La réforme des retraites

Hier, un journaliste disait à la radio qu’en 2050 l’Espagne serait le plus vieux pays du monde, avec une moyenne d’âge de 54 ans. C’est tout de même étonnant de voir la précision à laquelle ils parviennent ces journalistes sachant que la moitié des gens qui vivront en 2050 en Espagne ne sont pas encore nés, et que ceux qui naîtront en 2030 sont issus de parents qui eux-mêmes ne sont pas nés…

Mais il n’y a aucun miracle à cette prévision étonnante. On a seulement pris l’indice de fécondité actuel de l’Espagne (qui tourne autour de 1,2 enfants par femme) et on l’a transposé sur cinquante ans. Il y a vingt ans, si on avait appliqué la même méthode, on serait tombé sur le résultat exactement inverse. L’Espagne, avec un indice de fécondité nettement supérieur à la moyenne européenne, risquait la surpopulation…
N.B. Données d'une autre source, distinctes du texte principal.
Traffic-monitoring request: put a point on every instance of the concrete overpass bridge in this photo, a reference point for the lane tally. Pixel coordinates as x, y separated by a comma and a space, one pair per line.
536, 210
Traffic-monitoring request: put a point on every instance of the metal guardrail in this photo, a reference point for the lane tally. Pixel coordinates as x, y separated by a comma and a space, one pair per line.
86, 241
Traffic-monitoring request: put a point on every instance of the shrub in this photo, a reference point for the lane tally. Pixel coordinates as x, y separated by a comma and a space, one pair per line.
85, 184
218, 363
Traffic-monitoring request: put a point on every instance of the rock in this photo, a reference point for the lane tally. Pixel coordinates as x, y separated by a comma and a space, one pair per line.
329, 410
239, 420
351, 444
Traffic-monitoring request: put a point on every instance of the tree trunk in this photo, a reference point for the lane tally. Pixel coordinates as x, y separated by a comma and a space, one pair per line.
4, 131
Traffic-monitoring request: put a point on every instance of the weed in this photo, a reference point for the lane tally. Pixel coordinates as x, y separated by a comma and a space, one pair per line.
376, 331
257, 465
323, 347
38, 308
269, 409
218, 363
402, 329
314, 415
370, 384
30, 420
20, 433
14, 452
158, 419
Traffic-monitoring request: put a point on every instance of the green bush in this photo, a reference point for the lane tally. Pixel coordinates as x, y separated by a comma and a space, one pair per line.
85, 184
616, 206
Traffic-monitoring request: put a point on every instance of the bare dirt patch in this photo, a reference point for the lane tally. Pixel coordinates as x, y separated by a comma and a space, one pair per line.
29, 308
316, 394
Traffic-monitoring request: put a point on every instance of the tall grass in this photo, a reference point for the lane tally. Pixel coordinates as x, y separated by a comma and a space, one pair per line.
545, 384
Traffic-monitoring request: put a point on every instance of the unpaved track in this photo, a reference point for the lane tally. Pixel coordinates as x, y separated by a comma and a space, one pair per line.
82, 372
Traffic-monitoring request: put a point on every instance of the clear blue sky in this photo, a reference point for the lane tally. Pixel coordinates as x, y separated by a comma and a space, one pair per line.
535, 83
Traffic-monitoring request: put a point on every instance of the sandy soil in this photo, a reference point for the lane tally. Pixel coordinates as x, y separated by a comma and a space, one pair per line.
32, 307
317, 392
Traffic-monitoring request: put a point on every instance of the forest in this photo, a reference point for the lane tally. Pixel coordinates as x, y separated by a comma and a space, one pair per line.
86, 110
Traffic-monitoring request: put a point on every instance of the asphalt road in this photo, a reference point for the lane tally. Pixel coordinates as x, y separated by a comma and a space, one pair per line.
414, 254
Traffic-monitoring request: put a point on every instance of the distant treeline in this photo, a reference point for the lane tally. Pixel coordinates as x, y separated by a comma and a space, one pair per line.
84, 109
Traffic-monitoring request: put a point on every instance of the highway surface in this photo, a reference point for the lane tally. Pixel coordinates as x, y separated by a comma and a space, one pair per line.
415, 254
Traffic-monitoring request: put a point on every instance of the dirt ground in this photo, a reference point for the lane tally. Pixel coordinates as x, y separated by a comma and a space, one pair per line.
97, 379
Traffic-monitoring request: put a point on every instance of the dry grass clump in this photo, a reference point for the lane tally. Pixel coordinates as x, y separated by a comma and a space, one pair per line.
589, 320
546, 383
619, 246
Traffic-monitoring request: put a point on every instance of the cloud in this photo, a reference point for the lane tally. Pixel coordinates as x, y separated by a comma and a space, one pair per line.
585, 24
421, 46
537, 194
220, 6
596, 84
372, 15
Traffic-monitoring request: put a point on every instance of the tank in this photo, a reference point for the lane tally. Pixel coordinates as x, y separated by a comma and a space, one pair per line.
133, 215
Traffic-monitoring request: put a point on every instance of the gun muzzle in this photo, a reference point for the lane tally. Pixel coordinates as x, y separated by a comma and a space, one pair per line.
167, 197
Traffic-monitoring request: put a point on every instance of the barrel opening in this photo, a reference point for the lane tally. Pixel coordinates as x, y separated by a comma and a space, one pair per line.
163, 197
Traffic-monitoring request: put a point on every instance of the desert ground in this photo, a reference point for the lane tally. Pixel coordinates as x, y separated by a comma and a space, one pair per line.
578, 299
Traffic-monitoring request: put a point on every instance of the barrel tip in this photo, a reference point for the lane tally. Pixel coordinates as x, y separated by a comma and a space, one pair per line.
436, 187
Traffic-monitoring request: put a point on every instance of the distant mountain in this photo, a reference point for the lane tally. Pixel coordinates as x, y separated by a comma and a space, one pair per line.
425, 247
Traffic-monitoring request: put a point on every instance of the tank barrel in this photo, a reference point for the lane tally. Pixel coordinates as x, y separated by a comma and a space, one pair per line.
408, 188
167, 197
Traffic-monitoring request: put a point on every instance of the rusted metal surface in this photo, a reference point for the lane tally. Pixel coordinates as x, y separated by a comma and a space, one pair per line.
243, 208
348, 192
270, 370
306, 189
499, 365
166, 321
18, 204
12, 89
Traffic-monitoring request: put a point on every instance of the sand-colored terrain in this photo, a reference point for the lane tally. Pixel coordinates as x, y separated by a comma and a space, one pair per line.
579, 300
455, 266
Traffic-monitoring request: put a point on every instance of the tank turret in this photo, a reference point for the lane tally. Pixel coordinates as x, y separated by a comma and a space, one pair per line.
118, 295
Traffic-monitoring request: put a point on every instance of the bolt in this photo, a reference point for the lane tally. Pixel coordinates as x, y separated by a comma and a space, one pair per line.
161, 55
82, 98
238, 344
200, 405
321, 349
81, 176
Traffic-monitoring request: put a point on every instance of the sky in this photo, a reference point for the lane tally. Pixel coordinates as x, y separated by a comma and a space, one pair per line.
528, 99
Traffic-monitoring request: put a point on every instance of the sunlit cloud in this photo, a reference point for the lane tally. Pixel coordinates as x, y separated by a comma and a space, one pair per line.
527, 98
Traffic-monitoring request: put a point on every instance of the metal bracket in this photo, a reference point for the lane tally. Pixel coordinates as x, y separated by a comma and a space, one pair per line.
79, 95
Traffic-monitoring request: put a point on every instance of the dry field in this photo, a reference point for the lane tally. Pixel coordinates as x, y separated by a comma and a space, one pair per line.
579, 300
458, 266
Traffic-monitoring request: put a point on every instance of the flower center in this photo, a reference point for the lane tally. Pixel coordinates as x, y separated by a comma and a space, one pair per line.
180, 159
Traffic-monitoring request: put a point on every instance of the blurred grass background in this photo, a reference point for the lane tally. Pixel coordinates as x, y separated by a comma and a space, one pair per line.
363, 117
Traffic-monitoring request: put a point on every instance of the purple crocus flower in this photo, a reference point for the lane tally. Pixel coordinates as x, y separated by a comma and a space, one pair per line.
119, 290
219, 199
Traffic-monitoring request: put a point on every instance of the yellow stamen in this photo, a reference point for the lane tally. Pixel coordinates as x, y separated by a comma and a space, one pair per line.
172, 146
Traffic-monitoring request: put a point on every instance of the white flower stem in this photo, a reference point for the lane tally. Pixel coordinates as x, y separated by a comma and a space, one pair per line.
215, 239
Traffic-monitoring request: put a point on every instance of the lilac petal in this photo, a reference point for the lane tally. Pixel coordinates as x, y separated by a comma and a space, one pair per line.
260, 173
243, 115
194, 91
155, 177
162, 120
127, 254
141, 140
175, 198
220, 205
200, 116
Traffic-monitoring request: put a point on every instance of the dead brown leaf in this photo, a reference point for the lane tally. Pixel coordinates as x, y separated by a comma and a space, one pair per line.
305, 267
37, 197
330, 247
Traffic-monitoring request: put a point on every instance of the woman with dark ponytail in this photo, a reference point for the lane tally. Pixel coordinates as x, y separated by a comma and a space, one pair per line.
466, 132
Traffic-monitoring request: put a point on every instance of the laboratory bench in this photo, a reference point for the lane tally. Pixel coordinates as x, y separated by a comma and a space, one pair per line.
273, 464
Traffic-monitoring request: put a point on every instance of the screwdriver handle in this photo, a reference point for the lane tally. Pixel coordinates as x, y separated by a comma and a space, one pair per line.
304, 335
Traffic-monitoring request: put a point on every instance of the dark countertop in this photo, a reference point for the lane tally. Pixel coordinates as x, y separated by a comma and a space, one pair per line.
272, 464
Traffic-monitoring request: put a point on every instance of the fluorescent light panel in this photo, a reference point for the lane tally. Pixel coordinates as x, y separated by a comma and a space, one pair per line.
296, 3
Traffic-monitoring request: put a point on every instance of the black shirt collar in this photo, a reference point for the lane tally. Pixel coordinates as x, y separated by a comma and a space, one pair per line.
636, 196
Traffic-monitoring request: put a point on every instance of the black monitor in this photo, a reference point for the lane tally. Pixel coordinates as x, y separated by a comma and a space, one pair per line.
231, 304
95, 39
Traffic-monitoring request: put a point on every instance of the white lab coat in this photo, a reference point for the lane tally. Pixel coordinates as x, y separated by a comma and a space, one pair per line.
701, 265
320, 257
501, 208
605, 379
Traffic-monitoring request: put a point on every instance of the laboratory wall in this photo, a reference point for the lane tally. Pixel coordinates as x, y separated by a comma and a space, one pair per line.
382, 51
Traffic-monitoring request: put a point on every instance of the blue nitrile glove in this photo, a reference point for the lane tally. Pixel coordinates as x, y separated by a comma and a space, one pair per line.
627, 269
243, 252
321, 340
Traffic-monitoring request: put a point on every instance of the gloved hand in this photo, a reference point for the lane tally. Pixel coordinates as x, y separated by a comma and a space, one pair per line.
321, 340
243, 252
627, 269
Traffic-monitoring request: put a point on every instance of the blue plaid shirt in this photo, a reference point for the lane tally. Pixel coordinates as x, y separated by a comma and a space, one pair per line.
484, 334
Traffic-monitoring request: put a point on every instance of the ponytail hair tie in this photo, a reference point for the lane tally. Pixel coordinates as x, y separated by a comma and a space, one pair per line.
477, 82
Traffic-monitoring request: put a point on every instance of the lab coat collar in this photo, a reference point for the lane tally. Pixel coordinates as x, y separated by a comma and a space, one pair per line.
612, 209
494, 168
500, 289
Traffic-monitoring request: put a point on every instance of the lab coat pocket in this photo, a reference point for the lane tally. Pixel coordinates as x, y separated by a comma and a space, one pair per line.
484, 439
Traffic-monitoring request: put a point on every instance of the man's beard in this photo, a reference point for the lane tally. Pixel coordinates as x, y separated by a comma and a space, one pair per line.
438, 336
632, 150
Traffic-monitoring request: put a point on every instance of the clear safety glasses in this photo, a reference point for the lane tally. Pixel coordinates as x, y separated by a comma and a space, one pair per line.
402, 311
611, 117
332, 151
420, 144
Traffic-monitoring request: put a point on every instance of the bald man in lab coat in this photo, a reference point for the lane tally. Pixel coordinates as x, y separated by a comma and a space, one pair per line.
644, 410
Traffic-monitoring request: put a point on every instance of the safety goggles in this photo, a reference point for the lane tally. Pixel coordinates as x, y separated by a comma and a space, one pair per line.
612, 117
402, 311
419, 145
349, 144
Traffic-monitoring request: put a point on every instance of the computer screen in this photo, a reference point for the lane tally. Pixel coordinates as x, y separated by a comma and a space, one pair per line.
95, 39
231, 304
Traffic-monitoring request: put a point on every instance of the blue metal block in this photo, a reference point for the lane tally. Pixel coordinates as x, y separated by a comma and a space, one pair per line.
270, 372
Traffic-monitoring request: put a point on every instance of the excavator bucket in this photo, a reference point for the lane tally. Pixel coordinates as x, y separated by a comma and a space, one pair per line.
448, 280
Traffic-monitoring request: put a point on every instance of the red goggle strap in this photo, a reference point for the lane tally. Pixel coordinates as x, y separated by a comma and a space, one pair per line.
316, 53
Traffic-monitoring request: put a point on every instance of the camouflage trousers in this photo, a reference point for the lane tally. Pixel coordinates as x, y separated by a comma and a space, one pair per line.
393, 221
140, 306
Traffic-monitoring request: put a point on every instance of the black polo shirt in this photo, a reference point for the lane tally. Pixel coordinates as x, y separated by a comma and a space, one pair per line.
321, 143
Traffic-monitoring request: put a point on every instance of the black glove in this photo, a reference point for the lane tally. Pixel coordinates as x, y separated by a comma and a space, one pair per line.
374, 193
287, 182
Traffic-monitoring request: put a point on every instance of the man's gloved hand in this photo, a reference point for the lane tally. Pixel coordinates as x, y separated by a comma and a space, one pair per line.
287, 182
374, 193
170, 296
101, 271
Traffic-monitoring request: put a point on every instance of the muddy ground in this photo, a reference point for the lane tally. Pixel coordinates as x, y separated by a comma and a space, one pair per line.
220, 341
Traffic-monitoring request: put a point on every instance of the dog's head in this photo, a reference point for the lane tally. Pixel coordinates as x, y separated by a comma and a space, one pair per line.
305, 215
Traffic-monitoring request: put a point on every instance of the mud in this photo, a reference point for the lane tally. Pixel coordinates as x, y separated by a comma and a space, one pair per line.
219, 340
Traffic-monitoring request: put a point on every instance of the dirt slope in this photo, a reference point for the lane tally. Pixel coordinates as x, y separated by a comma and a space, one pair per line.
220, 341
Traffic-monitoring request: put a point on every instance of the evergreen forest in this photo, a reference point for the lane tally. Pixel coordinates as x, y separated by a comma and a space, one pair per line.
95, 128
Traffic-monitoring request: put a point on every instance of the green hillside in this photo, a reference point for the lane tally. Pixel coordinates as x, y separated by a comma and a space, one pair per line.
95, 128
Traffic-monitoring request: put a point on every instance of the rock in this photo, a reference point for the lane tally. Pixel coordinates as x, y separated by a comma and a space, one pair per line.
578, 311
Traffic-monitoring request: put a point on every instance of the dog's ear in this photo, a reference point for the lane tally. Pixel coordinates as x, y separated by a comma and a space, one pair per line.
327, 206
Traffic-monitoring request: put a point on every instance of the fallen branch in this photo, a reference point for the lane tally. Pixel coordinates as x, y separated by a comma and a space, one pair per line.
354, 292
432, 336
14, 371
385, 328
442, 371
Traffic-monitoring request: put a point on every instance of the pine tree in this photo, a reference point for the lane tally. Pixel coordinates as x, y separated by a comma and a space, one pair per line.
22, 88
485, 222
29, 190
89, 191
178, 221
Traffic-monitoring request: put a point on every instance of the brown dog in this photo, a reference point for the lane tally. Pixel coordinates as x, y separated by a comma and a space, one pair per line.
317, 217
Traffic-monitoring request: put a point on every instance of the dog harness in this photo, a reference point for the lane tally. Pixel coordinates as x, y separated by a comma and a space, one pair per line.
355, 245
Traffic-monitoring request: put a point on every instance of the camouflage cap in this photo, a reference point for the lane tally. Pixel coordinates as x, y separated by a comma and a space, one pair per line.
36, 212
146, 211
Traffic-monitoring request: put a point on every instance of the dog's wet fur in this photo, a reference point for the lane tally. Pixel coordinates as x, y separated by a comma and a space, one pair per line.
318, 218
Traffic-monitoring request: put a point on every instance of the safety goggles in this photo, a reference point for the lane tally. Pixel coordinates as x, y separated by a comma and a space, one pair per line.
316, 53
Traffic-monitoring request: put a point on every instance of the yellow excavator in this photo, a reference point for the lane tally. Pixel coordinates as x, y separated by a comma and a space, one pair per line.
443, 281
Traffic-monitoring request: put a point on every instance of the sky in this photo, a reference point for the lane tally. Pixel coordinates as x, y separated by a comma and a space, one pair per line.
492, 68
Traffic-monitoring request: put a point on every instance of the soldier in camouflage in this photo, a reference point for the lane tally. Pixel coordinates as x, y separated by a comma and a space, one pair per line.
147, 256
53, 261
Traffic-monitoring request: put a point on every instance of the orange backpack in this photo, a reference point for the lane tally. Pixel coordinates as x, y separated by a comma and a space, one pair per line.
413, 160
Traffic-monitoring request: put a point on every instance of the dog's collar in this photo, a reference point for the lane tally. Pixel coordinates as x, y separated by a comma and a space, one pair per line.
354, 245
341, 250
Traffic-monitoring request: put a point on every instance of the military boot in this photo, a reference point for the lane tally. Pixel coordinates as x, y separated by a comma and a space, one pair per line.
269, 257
Ce qui est amusant, c’est qu’on fait des prévisions sur cinquante ans en se basant sur les données de l’année. C’est absurde, évidemment. Et puis, pourquoi s’arrêter à cinquante ans ? Faisons donc des prévisions sur cent ans, deux cents ans. Catastrophe ! dans trois cents ans l’Espagne ne comptera plus que 240 000 habitants…
Régulièrement, les économistes et les démographes s’allient pour nous parler des retraites et de l’inexorable faillite à laquelle nous courrons si nous ne savons pas ‘‘réformer’’ notre système ‘‘obsolète’’, ‘‘inefficace’’ et ‘‘coûteux’’. Le constat paraît clair. D’ici à deux mille quelque chose, on aura un tel nombre de retraités qu’il ne sera plus possible de leur garantir une retraite en préservant le régime par répartition. Celui-ci devra donc nécessairement ‘‘s’adapter’’, en octroyant plus de ‘‘souplesse’’ aux cotisants, leur permettant par exemple de s’appuyer sur la capitalisation ou l’épargne salariale pour compléter leur inévitablement ‘‘maigre’’ pension.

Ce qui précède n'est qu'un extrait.